Tim Riley vox-tech@lists.lugod.org
Fri, 18 Apr 2003 20:14:43 -0700


Andy Campbell wrote:

> >
> > I'm trying to read your intent from the code above,
> > and it seems to be "run a process until
> > it finishes or let me press 'x' if I run out of patience." If
> > that's the case,
> > then it'll be much easier to interrupt the process with <ctl>c instead.
>
> really the intent of this program is "let me see if I can get the string
> 'Waiting...' to print over and over again until I input any letter (other
> than x) at which point waiting will then print over and over again....
>

Maybe fork() and signal() are what you need.
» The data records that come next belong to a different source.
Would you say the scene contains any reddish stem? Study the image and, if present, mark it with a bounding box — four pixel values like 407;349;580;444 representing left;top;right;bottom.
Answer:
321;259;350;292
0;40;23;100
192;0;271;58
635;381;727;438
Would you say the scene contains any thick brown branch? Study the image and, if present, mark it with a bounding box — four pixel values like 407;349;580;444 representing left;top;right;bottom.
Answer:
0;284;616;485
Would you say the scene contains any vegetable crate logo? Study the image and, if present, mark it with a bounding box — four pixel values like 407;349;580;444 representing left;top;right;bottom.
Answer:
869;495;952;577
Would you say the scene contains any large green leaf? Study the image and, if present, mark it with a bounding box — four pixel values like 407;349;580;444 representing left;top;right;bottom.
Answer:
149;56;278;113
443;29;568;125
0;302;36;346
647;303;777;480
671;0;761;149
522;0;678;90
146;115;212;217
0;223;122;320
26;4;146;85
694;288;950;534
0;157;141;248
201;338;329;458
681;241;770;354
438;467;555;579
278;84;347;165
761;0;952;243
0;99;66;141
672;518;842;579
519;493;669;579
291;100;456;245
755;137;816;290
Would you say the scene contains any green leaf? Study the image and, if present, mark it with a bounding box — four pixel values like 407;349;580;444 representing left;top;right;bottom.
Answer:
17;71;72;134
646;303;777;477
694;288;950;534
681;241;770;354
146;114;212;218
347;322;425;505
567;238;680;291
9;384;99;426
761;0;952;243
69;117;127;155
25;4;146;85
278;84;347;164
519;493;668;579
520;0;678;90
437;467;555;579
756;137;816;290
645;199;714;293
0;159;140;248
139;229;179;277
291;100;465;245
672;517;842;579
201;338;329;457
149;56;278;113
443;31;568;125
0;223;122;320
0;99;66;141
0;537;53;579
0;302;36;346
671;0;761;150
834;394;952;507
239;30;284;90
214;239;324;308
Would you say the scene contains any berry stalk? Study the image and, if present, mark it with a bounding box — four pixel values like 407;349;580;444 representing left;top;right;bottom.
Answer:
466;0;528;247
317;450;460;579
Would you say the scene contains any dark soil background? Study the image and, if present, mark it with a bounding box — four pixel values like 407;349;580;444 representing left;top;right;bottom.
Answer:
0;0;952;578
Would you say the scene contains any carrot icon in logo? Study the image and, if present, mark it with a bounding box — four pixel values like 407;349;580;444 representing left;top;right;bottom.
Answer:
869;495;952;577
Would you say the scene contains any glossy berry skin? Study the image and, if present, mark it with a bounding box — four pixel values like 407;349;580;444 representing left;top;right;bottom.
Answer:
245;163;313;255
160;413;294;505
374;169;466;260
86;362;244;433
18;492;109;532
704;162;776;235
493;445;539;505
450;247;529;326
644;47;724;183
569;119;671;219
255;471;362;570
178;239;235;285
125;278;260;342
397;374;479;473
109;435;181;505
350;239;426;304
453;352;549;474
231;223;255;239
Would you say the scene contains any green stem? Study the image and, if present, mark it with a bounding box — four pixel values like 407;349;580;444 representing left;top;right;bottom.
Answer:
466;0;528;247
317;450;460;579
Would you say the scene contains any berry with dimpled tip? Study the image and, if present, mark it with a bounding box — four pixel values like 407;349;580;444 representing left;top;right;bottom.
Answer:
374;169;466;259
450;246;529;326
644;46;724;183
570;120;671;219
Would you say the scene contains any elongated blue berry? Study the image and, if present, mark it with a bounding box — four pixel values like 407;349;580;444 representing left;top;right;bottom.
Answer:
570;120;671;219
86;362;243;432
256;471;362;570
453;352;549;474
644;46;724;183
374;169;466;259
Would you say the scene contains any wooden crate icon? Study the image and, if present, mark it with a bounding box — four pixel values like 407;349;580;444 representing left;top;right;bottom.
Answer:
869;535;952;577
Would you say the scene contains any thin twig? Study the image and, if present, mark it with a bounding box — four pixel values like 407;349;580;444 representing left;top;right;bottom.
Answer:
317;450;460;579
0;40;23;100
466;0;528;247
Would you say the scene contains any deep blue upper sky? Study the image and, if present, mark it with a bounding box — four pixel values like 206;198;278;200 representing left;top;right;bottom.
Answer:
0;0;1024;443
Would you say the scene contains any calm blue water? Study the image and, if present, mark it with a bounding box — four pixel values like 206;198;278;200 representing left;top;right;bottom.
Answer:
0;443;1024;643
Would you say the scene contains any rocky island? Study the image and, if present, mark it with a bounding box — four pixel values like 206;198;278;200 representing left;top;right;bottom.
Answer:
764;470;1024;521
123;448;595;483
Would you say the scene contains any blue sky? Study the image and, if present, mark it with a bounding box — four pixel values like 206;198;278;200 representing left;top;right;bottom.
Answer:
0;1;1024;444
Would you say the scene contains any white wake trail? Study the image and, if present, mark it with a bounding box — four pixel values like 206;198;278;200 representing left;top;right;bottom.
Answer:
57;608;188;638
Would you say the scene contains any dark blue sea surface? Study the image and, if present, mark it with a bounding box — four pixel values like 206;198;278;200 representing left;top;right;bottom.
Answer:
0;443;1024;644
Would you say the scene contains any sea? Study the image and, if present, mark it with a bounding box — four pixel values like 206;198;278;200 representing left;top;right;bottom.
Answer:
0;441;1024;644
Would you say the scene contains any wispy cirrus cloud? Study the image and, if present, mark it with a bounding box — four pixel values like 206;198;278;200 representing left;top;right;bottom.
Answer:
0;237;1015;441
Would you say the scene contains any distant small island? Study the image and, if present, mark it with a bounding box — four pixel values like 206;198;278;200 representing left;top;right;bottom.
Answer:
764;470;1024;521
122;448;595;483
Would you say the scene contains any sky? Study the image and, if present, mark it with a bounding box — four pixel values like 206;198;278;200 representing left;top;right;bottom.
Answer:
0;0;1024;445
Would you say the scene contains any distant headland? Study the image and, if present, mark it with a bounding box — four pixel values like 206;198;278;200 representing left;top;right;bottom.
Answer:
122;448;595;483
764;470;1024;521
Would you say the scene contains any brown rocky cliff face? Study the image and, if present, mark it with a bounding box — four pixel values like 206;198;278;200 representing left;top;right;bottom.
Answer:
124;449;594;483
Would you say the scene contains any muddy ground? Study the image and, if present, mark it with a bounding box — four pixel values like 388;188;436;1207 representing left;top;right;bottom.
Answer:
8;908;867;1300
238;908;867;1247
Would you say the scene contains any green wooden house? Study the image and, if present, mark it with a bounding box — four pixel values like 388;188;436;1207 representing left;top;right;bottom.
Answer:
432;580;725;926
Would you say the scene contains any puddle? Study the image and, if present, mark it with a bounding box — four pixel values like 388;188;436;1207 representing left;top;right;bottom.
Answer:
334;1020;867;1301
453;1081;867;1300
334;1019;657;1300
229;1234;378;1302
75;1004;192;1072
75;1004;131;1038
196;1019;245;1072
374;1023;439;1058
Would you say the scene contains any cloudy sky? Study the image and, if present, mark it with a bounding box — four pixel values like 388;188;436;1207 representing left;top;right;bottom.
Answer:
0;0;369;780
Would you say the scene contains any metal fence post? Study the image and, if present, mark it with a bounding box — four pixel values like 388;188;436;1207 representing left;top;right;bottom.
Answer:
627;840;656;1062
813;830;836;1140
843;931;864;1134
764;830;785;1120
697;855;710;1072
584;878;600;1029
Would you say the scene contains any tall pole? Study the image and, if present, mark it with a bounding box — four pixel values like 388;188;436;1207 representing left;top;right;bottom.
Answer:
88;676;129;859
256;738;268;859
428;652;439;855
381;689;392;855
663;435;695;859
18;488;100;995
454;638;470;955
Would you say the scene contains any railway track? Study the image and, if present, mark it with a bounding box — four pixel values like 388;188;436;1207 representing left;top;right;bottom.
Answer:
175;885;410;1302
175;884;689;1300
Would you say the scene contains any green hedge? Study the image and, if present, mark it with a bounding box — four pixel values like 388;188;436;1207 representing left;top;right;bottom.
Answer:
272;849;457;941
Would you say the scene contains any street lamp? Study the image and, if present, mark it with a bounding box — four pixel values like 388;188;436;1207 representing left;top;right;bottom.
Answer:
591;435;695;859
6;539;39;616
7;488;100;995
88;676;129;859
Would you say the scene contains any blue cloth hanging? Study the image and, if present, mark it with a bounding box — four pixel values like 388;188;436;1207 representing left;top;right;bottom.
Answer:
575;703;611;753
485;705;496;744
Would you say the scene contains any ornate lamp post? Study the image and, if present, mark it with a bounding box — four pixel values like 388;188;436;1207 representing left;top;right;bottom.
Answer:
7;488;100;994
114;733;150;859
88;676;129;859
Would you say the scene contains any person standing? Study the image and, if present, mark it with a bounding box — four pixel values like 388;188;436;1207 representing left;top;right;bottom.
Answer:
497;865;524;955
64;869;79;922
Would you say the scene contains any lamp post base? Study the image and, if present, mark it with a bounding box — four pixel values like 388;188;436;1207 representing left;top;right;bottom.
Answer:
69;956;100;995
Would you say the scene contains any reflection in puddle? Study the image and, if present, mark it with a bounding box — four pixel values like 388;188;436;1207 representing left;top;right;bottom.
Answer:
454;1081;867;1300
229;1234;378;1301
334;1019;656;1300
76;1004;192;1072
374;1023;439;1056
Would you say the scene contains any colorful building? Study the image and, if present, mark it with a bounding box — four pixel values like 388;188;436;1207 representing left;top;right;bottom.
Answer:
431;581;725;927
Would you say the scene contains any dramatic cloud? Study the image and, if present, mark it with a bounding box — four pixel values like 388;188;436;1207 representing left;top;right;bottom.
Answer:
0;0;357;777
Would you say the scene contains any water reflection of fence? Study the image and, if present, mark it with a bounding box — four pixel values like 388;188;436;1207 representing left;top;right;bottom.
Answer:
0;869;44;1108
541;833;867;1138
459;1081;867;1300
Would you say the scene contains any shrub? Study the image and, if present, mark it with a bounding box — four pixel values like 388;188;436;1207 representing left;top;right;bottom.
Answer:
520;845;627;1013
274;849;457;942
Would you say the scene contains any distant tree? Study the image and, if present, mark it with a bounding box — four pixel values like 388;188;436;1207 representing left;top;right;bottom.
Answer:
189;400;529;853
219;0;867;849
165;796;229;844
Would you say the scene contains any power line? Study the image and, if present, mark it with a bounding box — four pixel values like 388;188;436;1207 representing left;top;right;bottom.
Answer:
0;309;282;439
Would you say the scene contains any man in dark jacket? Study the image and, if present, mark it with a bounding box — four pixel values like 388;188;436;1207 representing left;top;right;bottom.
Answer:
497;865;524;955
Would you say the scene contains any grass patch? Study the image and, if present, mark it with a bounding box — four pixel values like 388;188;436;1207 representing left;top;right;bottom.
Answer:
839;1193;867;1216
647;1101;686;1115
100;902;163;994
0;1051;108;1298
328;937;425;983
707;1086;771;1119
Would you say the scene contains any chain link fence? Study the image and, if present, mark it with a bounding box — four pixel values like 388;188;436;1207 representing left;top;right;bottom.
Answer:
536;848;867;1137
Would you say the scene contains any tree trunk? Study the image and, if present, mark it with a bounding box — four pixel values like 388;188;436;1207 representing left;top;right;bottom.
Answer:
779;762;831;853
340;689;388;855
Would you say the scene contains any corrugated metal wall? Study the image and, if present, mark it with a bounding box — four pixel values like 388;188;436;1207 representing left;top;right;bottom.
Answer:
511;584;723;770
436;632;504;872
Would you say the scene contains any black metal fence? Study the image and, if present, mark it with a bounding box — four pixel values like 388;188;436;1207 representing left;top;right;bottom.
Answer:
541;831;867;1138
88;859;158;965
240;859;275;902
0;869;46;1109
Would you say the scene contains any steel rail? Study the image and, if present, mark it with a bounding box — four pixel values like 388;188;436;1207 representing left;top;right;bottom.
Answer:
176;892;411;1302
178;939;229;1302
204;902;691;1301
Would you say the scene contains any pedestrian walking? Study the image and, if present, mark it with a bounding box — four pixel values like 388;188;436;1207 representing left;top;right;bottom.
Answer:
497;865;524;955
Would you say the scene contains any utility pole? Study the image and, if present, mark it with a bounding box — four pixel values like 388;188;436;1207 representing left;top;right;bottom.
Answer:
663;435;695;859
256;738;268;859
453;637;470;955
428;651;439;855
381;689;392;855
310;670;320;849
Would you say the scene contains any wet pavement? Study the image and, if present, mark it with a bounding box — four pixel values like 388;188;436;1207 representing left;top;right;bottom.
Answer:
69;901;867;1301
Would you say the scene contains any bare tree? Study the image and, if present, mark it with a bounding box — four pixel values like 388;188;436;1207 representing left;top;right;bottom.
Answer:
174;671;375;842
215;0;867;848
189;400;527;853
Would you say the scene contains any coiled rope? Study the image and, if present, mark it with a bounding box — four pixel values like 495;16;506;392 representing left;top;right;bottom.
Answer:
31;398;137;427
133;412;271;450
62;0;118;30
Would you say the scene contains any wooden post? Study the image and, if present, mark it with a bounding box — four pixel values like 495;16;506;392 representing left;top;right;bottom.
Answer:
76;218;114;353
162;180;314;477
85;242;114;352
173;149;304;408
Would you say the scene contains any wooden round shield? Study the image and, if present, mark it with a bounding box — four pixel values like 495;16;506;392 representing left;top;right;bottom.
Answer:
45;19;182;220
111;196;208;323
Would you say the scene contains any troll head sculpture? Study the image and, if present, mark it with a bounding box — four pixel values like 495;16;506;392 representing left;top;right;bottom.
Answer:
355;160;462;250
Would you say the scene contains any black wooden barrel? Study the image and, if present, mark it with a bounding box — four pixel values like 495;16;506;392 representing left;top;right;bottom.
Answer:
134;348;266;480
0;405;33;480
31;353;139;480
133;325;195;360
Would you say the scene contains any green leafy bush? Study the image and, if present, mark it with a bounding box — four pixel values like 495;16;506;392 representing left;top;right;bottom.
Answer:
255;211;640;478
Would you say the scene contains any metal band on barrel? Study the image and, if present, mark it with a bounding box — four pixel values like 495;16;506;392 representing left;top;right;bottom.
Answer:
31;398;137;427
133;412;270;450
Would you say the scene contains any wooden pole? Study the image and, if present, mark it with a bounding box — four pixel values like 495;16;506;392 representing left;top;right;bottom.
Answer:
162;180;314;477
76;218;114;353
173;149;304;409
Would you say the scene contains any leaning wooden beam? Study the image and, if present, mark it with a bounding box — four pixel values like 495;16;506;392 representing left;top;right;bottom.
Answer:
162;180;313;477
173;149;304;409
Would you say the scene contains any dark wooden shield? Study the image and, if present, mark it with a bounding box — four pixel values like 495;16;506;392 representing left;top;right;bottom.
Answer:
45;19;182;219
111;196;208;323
It's not as fast as using
threads because it forks a whole new process instead of running inside
a shared process control block, but it's easy to work with.

#include <stdio.h>
#include <termio.h>
#include <signal.h>

struct termios new_settings;
struct termios stored_settings;

void set_keypress(void) {
        tcgetattr(0,&stored_settings);
        new_settings = stored_settings;
        new_settings.c_lflag &= (~ICANON);
        new_settings.c_cc[VTIME] = 0;
        tcgetattr(0,&stored_settings);
        new_settings.c_cc[VMIN] = 1;
        tcsetattr(0,TCSANOW,&new_settings);
}

void process_keystroke_x()
{
        printf( "Caught x\n" );
        signal( SIGUSR1, process_keystroke_x );
}

int main( int argc, char *argv )
{
        int c;
        int child_process_id;

        set_keypress();
        signal( SIGUSR1, process_keystroke_x );
        child_process_id = fork();

        if ( child_process_id == 0 ) {  /* If child */
                while( 1 ) {
                        printf( "Waiting...\n" );
                        sleep( 5 );
                }
        }

        while( 1 ) { /* If parent */
                c = getchar();
                if ( c == 'x' ) kill( child_process_id, SIGUSR1 );
        }
}

>
> >
> > Another possibility of intent is to prompt the user with a list
> > of choices,
> > assigning each choice a single letter to press, and have that choice be
> > recorded without having to press <enter>. If that's the case, then Ryan's
> > reference to the function "set_keypress()" will work. However,
> > the function
> > as posted has some bugs in it. Here is a complete program with the
> > function working.
>
> It's not just pressing enter....I actually implemented the set_keypress
> function successfully (not shown in the code obviuosly) but it is not what I
> want. It still stopped the program flow until I entered one character, at
> which point it continued through once and got hung up on the getchar()
> function again.
>
> I want it to run through the code continuosly, and then when I input a char,
> it interrupts the program and stores the value.